Die Pirates führten von Beginn an über 6:3 (9.) zwangen Hagen beim 9:5 (13.) früh in eine Auszeit, die indes nichts einbrachte. Wie aus einem Guss traten die Hausherren auf, standen in der Deckung mit einem bärenstarken Keeper Stefan Nippes im Rücken sicher und fanden im Positionsangriff immerwieder gute Lösungen gegen die oft wechselnden Deckungsformationen der Hagener. über 16:8 (20.) war schon zur Pause eine Vorentscheidung gefallen, was sich im zweiten Abschnitt bestätigte. Das 24:14 (34.) war die erste Zehn-Tore-Führung, danach baute man den Vorsprung sogar auf 34:20 (50.) aus. Höhepunkt war ein Kempator von Linksaussen Nico Wunderlich nach Pass von Kreisläufer Maik Pallach. 

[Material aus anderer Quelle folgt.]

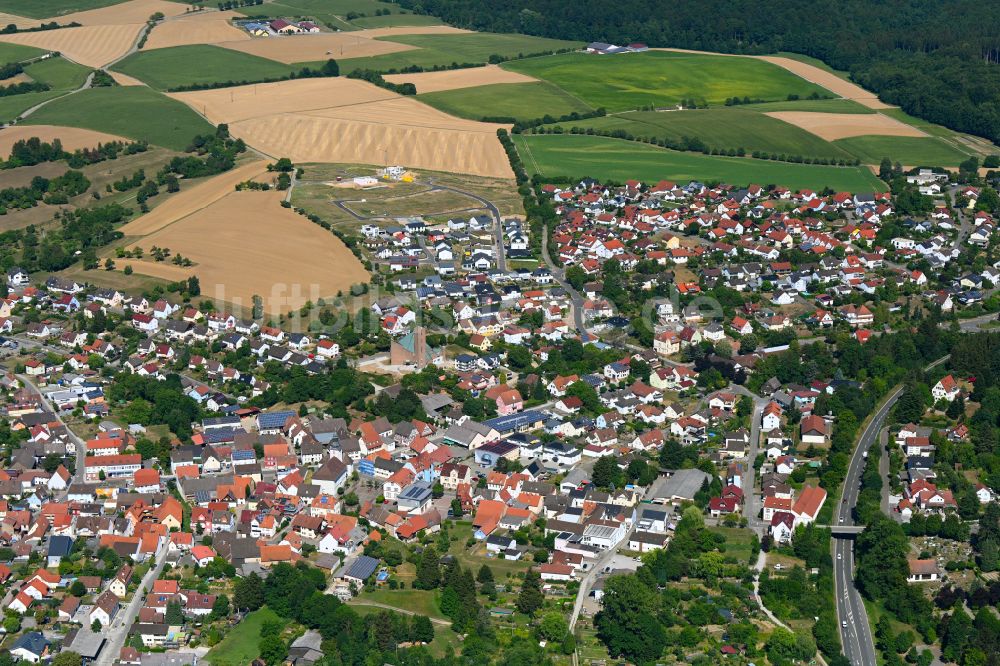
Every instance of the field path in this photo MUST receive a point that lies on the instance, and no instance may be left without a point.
(191, 201)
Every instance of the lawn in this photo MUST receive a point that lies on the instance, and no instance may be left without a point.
(169, 68)
(135, 112)
(618, 160)
(18, 52)
(724, 128)
(240, 646)
(475, 557)
(51, 8)
(658, 78)
(908, 150)
(422, 602)
(522, 101)
(737, 541)
(455, 48)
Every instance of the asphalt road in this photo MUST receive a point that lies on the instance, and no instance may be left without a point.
(855, 630)
(574, 295)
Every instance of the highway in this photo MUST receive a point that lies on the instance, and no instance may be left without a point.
(855, 630)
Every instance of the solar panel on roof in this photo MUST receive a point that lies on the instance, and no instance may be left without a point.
(273, 419)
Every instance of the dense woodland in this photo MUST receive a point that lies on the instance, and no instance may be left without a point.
(936, 60)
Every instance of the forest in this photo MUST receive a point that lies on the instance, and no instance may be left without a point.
(938, 61)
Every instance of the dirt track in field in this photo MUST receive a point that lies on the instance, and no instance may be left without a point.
(310, 48)
(833, 126)
(72, 138)
(344, 120)
(459, 78)
(90, 45)
(245, 243)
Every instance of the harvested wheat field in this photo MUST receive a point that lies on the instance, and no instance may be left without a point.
(246, 244)
(126, 13)
(459, 78)
(227, 105)
(208, 30)
(372, 33)
(345, 120)
(831, 82)
(316, 139)
(189, 201)
(90, 45)
(833, 126)
(72, 138)
(321, 46)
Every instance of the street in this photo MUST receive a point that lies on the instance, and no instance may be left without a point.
(856, 634)
(117, 633)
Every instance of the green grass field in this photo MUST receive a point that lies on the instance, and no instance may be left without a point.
(240, 646)
(720, 128)
(135, 112)
(523, 101)
(617, 160)
(422, 602)
(47, 8)
(393, 20)
(908, 150)
(658, 78)
(62, 75)
(164, 69)
(59, 73)
(11, 107)
(461, 48)
(812, 105)
(18, 52)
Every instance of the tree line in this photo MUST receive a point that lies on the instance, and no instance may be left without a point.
(937, 61)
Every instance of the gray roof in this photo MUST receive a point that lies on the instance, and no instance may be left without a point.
(363, 568)
(683, 484)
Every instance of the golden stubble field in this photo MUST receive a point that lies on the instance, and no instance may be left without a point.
(322, 46)
(244, 243)
(344, 120)
(90, 45)
(833, 126)
(72, 138)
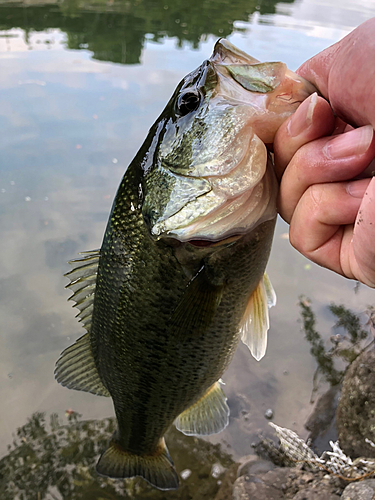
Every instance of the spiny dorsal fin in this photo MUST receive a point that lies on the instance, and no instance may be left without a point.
(82, 284)
(209, 415)
(156, 468)
(255, 322)
(75, 369)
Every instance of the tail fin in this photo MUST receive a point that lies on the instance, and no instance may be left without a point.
(156, 468)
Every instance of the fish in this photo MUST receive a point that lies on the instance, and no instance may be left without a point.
(180, 276)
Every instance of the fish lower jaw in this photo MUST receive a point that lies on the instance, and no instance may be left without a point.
(211, 243)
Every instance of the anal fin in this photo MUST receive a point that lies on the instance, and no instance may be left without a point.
(75, 369)
(156, 468)
(209, 415)
(255, 322)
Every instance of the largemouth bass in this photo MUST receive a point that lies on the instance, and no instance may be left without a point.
(180, 276)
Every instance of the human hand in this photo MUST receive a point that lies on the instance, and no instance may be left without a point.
(320, 158)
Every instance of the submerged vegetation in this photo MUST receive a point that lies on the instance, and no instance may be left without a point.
(56, 461)
(350, 339)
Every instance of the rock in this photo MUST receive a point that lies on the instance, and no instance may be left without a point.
(365, 490)
(323, 414)
(254, 467)
(355, 416)
(286, 483)
(251, 488)
(319, 492)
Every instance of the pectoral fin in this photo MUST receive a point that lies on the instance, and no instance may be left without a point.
(197, 306)
(255, 321)
(209, 415)
(75, 369)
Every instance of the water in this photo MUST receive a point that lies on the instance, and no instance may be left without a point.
(80, 84)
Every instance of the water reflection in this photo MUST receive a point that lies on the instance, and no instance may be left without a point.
(117, 31)
(56, 460)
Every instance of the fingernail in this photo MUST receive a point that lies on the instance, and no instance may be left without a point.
(357, 189)
(302, 118)
(355, 142)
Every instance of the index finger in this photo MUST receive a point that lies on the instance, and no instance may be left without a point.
(313, 119)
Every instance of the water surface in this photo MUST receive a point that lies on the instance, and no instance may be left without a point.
(80, 84)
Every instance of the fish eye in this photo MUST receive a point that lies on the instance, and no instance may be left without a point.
(187, 102)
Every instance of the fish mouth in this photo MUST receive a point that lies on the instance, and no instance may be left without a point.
(212, 244)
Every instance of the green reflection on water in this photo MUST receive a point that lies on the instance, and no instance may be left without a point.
(58, 461)
(116, 31)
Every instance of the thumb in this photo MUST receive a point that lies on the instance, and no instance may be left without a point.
(364, 236)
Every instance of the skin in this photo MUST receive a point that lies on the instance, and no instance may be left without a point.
(325, 160)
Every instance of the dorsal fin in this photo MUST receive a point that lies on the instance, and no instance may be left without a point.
(255, 322)
(82, 284)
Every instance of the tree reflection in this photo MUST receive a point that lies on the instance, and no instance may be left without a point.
(116, 30)
(57, 461)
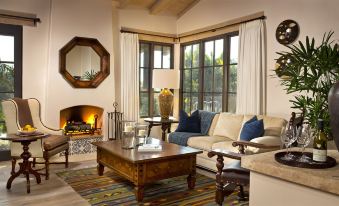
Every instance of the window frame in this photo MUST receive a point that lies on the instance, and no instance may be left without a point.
(16, 31)
(226, 68)
(150, 68)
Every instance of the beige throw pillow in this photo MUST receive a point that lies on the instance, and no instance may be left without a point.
(228, 125)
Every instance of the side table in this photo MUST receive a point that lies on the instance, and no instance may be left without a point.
(25, 166)
(164, 123)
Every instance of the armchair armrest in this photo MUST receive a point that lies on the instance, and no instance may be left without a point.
(225, 153)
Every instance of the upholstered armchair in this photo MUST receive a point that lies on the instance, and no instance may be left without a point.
(20, 112)
(231, 176)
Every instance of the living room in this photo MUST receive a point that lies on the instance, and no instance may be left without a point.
(169, 29)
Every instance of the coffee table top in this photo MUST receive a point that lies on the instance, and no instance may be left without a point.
(160, 120)
(24, 138)
(132, 155)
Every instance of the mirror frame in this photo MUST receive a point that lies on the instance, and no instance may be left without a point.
(98, 48)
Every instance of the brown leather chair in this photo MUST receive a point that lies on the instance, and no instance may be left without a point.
(19, 112)
(231, 176)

"Grosses Kompliment an meine Mannschaft, die nach zuletzt zwei Spielen ohne Sieg beeindruckend zurück in die Spur gefunden hat. Wir hatten grossen Respekt vor Hagen, aber meine Jungs haben nie einen Zweifel aufkommen lassen und in allen Bereichen absolut überzeugt", lobte Pirates-Coach Frank Lorenzet sein Team.
LTV: Nippes, Aumann (50.-60.); Munkel (7), Keckler (7/1),  Menzlaff (6), Aschenbroch (6/2), Lajnef (4), Wunderlich, Pallach, Jansen (alle 3), Born (2), Buss.